It looks as though payday loans are becoming the new PPI in that many people have been mis-sold it and are seeking compensation as a result. You have long been able to get compensation for a mis-sold payday loan, however many people have remained unware of this until the fall of major player, short-term lender Wonga.

Wonga went into administration earlier this year, which was a shock to many people who knew Wonga as the leader in short-term, high-cost credit loans. Wonga famously offered the first 15 minute loans with the offer of a loan lasting 30 days and money approved within 24 hours on any given day a week. Yes, it was convenient but borrowers were being charged interest rates of over 4,000%. This resulted in borrowers often having to take out second loans to pay off the first.

However, ever since the introduction of the FCA in 2014 and the stricter rules they put in place, the industry has been notably cleaned up and Wonga was actually not making any profit and paid out over £200 million in compensation. In fact, Wonga made an active loss of £37 million per annum as of 2014. Losses actually doubled in 2015 to just over £80 million. After losing out on a whopping £65 million in 2016, Wonga had to finally admit that it was in serious financial trouble.

The Financial Conduct Authority urges that payday lenders offer their customers the option of compensation even if it would mean that the lender was threatened with bankruptcy. They stress that it falls on the payday lender to contact their customers if the credit worthiness assessments were not compliant to their guidelines.

When can you claim compensation?

Lenders have a responsibility to be clear with the people they lend to. They have to:

  • Make it clear how much it will cost you to repay the loan with the interest and fees
  • Check your finances and personal situation to ensure you have to pay back the loan
  • Communicate with the borrower to let them know that payday loans should not be used for long term use or if you are in serious financial difficulty.
  • Let you know what you have to do if you do find you have a complaint

Thing you can complaint about:

 

  • If your lender did not follow the FCA rules, you can complain to your lender.
  • If you had to take out a second or a multiple loan to pay back the initial loan
  • If you were given information that was incorrect
  • If your lender did not run a creditworthiness test on you or failed to identify your finical difficulties

How to find responsible lenders

Finding responsible lenders in this day and age is not easy.

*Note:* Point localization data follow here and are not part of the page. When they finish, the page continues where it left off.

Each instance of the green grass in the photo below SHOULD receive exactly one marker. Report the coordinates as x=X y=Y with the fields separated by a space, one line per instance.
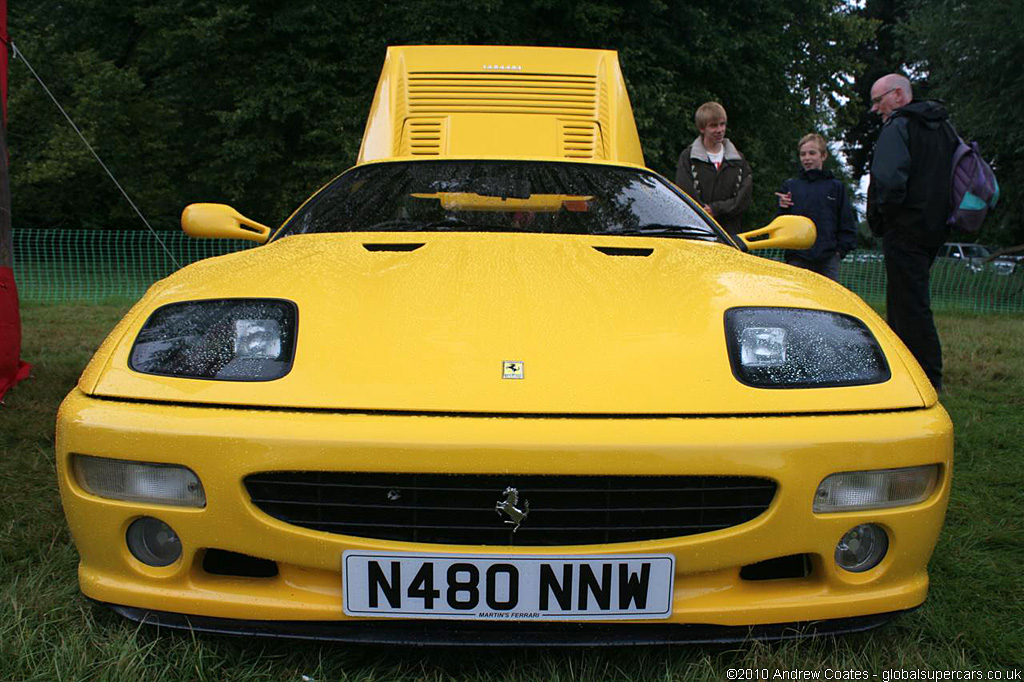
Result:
x=973 y=620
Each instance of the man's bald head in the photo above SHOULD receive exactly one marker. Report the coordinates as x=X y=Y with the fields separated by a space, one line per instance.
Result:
x=889 y=93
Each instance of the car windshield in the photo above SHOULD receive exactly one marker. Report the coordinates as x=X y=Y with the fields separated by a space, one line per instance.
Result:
x=501 y=197
x=976 y=251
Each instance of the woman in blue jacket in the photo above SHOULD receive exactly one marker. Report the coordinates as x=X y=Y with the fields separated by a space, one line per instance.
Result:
x=817 y=195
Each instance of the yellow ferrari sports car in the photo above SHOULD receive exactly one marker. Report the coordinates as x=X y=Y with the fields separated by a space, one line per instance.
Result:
x=499 y=383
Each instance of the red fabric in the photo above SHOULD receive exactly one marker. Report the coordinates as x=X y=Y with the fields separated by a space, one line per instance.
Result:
x=12 y=370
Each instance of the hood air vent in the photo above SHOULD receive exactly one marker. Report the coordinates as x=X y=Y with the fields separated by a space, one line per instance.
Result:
x=439 y=91
x=424 y=137
x=624 y=251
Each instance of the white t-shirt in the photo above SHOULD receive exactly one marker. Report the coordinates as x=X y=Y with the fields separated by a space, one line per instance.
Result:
x=717 y=157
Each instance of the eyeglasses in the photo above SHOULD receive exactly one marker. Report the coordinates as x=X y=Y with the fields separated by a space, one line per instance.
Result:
x=877 y=100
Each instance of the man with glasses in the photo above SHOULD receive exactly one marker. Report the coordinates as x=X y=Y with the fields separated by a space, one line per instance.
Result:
x=907 y=205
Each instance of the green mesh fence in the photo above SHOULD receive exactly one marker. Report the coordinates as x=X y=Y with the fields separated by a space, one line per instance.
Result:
x=62 y=265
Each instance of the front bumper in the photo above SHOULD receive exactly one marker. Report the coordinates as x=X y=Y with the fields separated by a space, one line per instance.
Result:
x=222 y=445
x=463 y=633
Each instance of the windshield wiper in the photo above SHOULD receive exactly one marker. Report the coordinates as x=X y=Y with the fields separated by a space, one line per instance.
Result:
x=653 y=229
x=404 y=225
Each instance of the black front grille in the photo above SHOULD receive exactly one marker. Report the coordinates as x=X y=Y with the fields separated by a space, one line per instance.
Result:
x=460 y=509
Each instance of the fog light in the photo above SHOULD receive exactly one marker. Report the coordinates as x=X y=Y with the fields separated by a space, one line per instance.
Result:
x=862 y=548
x=153 y=542
x=138 y=481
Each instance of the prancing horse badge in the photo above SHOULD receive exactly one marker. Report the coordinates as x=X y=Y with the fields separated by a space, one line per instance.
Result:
x=512 y=370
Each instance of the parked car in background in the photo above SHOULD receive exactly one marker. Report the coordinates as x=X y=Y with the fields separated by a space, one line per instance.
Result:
x=977 y=258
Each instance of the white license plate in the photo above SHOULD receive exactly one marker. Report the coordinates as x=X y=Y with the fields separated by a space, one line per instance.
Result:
x=507 y=587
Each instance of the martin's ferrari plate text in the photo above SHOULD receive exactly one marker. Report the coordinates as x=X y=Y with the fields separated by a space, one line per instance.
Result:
x=507 y=587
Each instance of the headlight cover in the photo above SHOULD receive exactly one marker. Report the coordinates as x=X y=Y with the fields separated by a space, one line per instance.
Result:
x=138 y=481
x=879 y=488
x=241 y=339
x=802 y=348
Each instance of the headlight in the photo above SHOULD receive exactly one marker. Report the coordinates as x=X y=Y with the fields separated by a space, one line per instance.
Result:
x=230 y=339
x=880 y=488
x=801 y=348
x=138 y=481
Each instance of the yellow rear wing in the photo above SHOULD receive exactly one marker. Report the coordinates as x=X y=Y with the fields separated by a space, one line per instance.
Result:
x=501 y=102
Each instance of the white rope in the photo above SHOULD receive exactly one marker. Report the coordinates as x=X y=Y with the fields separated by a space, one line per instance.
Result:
x=15 y=53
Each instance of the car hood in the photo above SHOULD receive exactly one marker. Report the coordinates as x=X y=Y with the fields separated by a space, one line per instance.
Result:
x=600 y=325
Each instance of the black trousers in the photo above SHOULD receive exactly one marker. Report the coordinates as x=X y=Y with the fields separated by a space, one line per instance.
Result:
x=908 y=302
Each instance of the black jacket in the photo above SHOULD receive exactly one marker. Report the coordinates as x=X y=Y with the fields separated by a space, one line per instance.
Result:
x=818 y=196
x=910 y=174
x=727 y=189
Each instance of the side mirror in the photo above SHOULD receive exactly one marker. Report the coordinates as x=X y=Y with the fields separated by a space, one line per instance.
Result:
x=785 y=231
x=220 y=221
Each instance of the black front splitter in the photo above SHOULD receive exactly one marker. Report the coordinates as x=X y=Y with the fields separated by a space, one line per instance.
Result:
x=491 y=633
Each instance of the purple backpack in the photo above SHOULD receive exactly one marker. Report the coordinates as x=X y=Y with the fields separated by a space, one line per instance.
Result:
x=975 y=189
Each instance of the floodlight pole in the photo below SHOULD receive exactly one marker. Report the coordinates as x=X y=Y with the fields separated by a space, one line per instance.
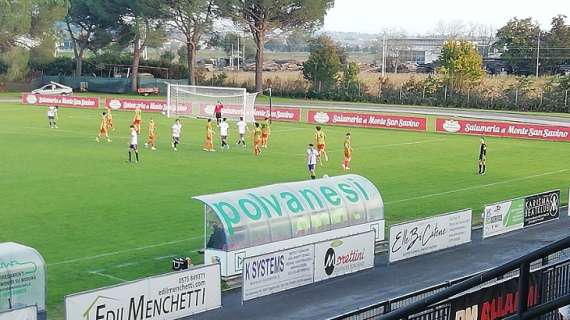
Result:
x=270 y=107
x=537 y=53
x=384 y=56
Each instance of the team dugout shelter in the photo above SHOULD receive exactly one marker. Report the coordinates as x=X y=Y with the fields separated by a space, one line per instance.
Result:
x=251 y=222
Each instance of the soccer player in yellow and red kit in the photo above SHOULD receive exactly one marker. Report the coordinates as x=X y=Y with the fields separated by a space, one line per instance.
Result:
x=137 y=120
x=209 y=142
x=347 y=152
x=151 y=142
x=257 y=139
x=103 y=129
x=320 y=138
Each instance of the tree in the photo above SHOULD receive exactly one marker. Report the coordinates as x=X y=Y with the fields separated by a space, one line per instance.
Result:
x=298 y=41
x=140 y=25
x=350 y=78
x=247 y=45
x=461 y=64
x=27 y=30
x=193 y=18
x=324 y=64
x=517 y=42
x=557 y=44
x=87 y=29
x=264 y=16
x=182 y=53
x=167 y=57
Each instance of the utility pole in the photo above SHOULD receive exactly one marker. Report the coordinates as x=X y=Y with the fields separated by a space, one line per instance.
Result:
x=232 y=57
x=238 y=53
x=538 y=53
x=384 y=56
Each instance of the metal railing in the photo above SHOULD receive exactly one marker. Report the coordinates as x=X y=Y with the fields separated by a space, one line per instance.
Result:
x=428 y=304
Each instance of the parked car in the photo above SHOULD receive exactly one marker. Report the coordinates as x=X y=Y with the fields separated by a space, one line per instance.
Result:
x=54 y=88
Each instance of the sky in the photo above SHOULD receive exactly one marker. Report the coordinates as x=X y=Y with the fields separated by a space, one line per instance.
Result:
x=418 y=17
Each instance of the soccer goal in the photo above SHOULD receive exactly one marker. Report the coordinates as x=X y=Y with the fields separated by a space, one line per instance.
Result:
x=199 y=101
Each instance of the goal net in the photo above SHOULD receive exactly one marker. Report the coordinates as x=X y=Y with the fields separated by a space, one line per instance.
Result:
x=198 y=101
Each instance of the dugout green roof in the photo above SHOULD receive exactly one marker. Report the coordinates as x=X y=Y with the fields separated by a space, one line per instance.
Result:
x=246 y=218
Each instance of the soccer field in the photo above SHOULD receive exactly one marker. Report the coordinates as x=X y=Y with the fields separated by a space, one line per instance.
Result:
x=99 y=221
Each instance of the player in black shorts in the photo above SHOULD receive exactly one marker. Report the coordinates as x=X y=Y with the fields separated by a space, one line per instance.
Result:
x=482 y=157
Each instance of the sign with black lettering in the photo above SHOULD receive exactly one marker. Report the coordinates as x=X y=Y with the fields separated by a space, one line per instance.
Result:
x=429 y=235
x=172 y=296
x=541 y=207
x=275 y=272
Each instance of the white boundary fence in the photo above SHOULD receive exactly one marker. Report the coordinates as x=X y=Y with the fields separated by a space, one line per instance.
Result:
x=27 y=313
x=522 y=212
x=283 y=270
x=425 y=236
x=171 y=296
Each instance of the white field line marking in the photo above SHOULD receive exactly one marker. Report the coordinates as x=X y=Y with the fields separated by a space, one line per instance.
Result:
x=379 y=146
x=114 y=253
x=479 y=186
x=128 y=264
x=108 y=276
x=392 y=145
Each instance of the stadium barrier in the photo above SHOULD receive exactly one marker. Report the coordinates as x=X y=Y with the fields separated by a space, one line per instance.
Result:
x=252 y=222
x=367 y=120
x=60 y=101
x=110 y=85
x=429 y=235
x=26 y=313
x=503 y=129
x=278 y=271
x=519 y=213
x=22 y=279
x=170 y=296
x=553 y=271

Certainly taking your time and finding the right lender for you and your circumstances can be a sensible approach, rather than jumping at the first lender you see.

Using one of the most established comparison websites in the UK can be a good start, since they will likely be going through rigorous compliance in order to select the lenders that they work with. This includes the likes of Compare the Market, Money.co.uk and Choose Wisely.

Where possible, use the reviews provided and read through what kind of interactions people have had with them. If positive, then you know that you are in a good position to apply and be treated fairly.

Understanding your credit score is also key to determine what you are eligible for. Using free trials with the likes of Noddle, Clearscore and Equifax can be useful to see what kind of loans you are best suited for. You can also request a copy of your credit file for just £2 from the UK government.

If you have good credit, a sensible 0% interest credit card or personal loan can be available at very low rates. For weaker credit scores, you may need to add extra security such as using a guarantor or securing the loan against your property or vehicle.